The temptation may be to rely on the hope that providers like CrowdStrike simply ‘fix the problem’ and ‘put processes in place’ to avoid it happening again, but the simple reality is this: it will happen again sooner or later, and the more centralised and dependent we make ourselves on technological solutions to technological problems, the worse the fallout will be. The more we allow our learned helplessness to be exploited as an opportunity for new products and services promising yet more ‘simplicity’ and unattainable security, the more we hand over control to others in the hope that they never make mistakes. Reader, I assure you: mistakes will be made!

For many of us, technology is the tool of our trade - and for all of us, technology is enveloping our homes, schools, workplaces, governments, and essentially every institution we might interact with, and rely upon, in our daily lives.

We should treat the CrowdStrike failure as a warning: these things will happen, and the broader the reach of technology into our lives, the worse it will be. The best defence is to be prepared; to learn about the hardware and software we use so that when something does go wrong, we know how to identify the problem, how to communicate with one another about it, and how to resolve it. At the very least, we should arm ourselves with the language to be able to seek help or advise others on how to help themselves.

I’m not a security expert - and I don’t pretend to understand all of the many ways in which services like those CrowdStrike provide do actually help to prevent a litany of potential disasters - but I do know technology well enough to know that an overreliance on a single point of failure is not a good idea. Diversification of the systems, services, and practices we use can at the very least help to avoid universal failure: it’s worth remembering that this particular outage was not caused by a virus or (as far as we know) some malicious actor, but a bug in the very software millions are relying on to prevent such a disaster in the first place.

At the risk of raising the hackles of the most ardent capitalists amongst us: perhaps the time has arrived when we should seriously consider the idea that people should own and be responsible for the tools they rely on to produce their value. It may be an expensive proposition, but the time is rapidly approaching when many people’s livelihoods are intrinsically tied to the use of technology they don’t own, don’t control, don’t understand, and are forbidden from fixing. This, to me, seems like an untenable risk. In a world where working from home is rapidly being normalised, where people work several jobs at once, and where the ‘gig economy’ is growing and reshaping the workforce, it seems only fitting to me that the idea that workers should own the means of production should see something of a revitalisation.

We’re All Old

The breakneck pace of technological advancement means that knowledge and skills must constantly evolve to keep pace. The stereotype that ‘old people can’t use computers’ is no longer relevant: today, almost nobody can really use computers, even though they rely on them for everything - and the problem is only getting worse.

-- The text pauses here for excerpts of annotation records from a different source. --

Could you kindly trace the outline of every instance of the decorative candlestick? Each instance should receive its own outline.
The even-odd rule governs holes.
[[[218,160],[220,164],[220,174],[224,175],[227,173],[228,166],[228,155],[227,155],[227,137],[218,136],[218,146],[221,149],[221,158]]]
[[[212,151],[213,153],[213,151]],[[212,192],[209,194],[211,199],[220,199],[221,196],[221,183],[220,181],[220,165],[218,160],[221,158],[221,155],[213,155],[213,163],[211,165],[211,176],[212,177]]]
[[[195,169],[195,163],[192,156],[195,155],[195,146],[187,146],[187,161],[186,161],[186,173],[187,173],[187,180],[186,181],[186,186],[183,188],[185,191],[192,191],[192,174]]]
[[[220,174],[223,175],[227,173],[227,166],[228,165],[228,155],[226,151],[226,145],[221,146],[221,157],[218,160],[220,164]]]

Jason Thor Hall from PirateSoftware provided a short but illuminating anecdote about his experience at a Minecraft convention, where he discovered that a huge number of young people, at a videogame convention, didn’t understand what a keyboard, mouse, or game controller was:

Though it may be unfair to extrapolate from the behaviour and technological skillsets of children, I’ve seen enough evidence with my own eyes that the endless drive for simplicity, the ‘iPad-ification’ of technology, and the predominance of ‘trivial’ technological usage is resulting in a situation where huge numbers of people become helpless when confronted with anything beyond business-as-usual.

We’re all old now - technology has reached deep into all of our lives, whether we wanted it or not, and even an adept user’s skills and knowledge can rapidly become outdated or obsolete if they don’t take active steps to remain engaged and to maintain their capabilities.

In a world where even the software we rely on to keep us secure can itself cause a catastrophic global outage, we owe it to ourselves and our future to ensure that we don’t allow ignorance to leave us helpless in the shadow of the singularity.